Packaging can help reduce food waste, says WRAP

5 March 2013

By Amy North

Getting consumers to change their attitudes and behaviours towards packaging could help to reduce household food waste, according to the Waste & Resources Action Programme.

Recognition of the role of packaging comes in a WRAP study published today (March 5). It found that £6.7 billion worth of food is thrown away every year because it is not used in time and that by making better use of the packaging the food could last longer.

WRAP said packaging plays an important role in reducing food waste
WRAP said packaging plays an important role in reducing food waste

The research found that consumers do not realise the important role packaging plays in helping to reduce food waste and keep food fresher for longer, particularly once the product is in the home. According to the report, there is recognition that packaging protects the food on its way to and in the store, only 13% of consumers believe it can play the same role in the home.

The study, ‘Consumer attitudes to food waste and food packaging’, was produced in partnership with the packaging industry, councils and retailers. The study is also being seen as particularly significant in terms of lobbying by the packaging sector because in recent years the sector has been fighting hard to defend packaging’s role in protecting goods in the face of continual criticism that products are overpackaged.

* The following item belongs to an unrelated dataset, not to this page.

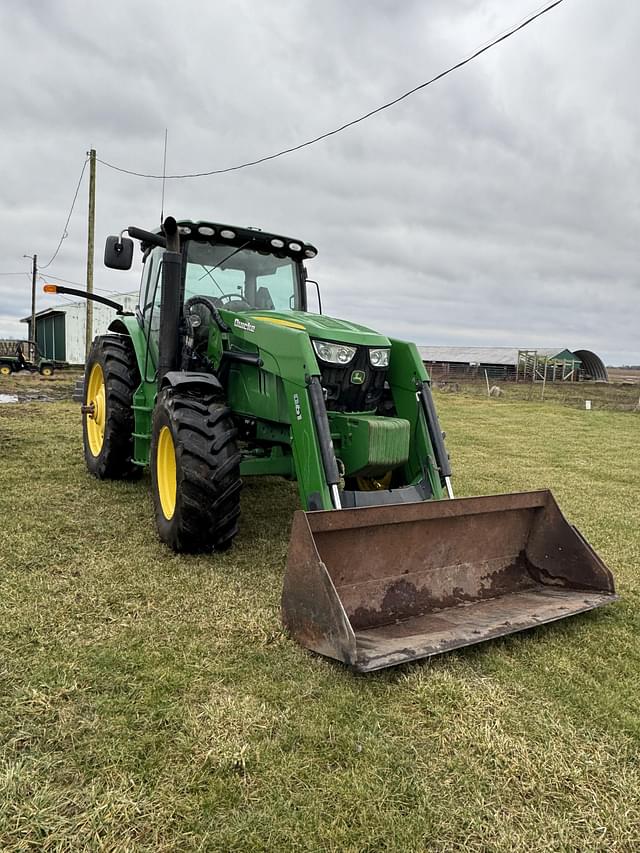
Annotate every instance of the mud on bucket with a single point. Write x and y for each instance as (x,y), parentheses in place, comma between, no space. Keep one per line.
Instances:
(379,586)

The report warned that despite continued innovation in packaging, most consumers still believe that keeping food in packaging at home leads to it spoiling quicker. The report highlighted that consumers feel confident about how they store food at home however this confidence may be misplaced with only 22% of consumers looking at storage guidance on packaging.

The research concludes that how long the food stays fresh for is a priority for consumers however it shows they are not making best use of the information on the pack.

The research was produced in partnership with:

  • INCPEN
  • Packaging Federation
  • Food and Drink Federation
  • Kent Waste Partnership
  • British Retail Consortium

Commenting on the report, Richard Swannell, director of design and waste prevention at WRAP, said: “Food waste is an enormous problem that needs tackling throughout the whole supply chain. With 7.2mt of waste occurring in the home, our latest report has investigated consumer awareness around packaging, and how storing food effectively can help reduce that waste. By working with companies and industry bodies, we can help consumers to take advantage of recent innovations and keep food fresher for longer.”

Fresher for longer

A communications campaign was launched alongside the report, which will see retailers, brand-owners and councils use visual aids and messages to demonstrate the important role packaging can play in reducing food waste.

In a bid to convey the findings to consumers and get retailers on board a ‘Fresher for longer’ initiative has been launched. The communications campaign will see retailers, brands and councils gain access to materials to promote the message that packaging keeps food fresher for longer and helps to protect it in the home.

The campaign was launched by its exclusive retail partner Marks & Spencer at its Tunbridge Wells store with the support of the Kent Waste Partnership.

Speaking at the launch, Adam Elman, head of Plan A Delivery at Marks & Spencer, said: “By reducing the amount of packaging we use and ensuring its easily recyclable, we’ve worked hard to make it as easy as possible for our customers to live more sustainably. Packaging plays an important role in protecting the quality and freshness of our food, which is why we feature on-pack storage advice and continue to introduce innovative packaging that keeps food fresher for longer.”

PAFA

The move has been welcomed by the Packaging and Films Association (PAFA) which said all retailers should adopt the ‘Fresher for longer’ campaign.

Commenting on the report, Barry Turner, chief executive of PAFA, said: “This research reinforces our widely-held industry view that ingrained negative attitudes towards packaging will only start to improve when consumers get the facts and science from Government which will enable them to work out for themselves the vital function packaging plays in protecting goods, extending food life and avoiding waste. We can also hope that changes in attitude will also accelerate alongside more comprehensive recycling of packaging by local councils.”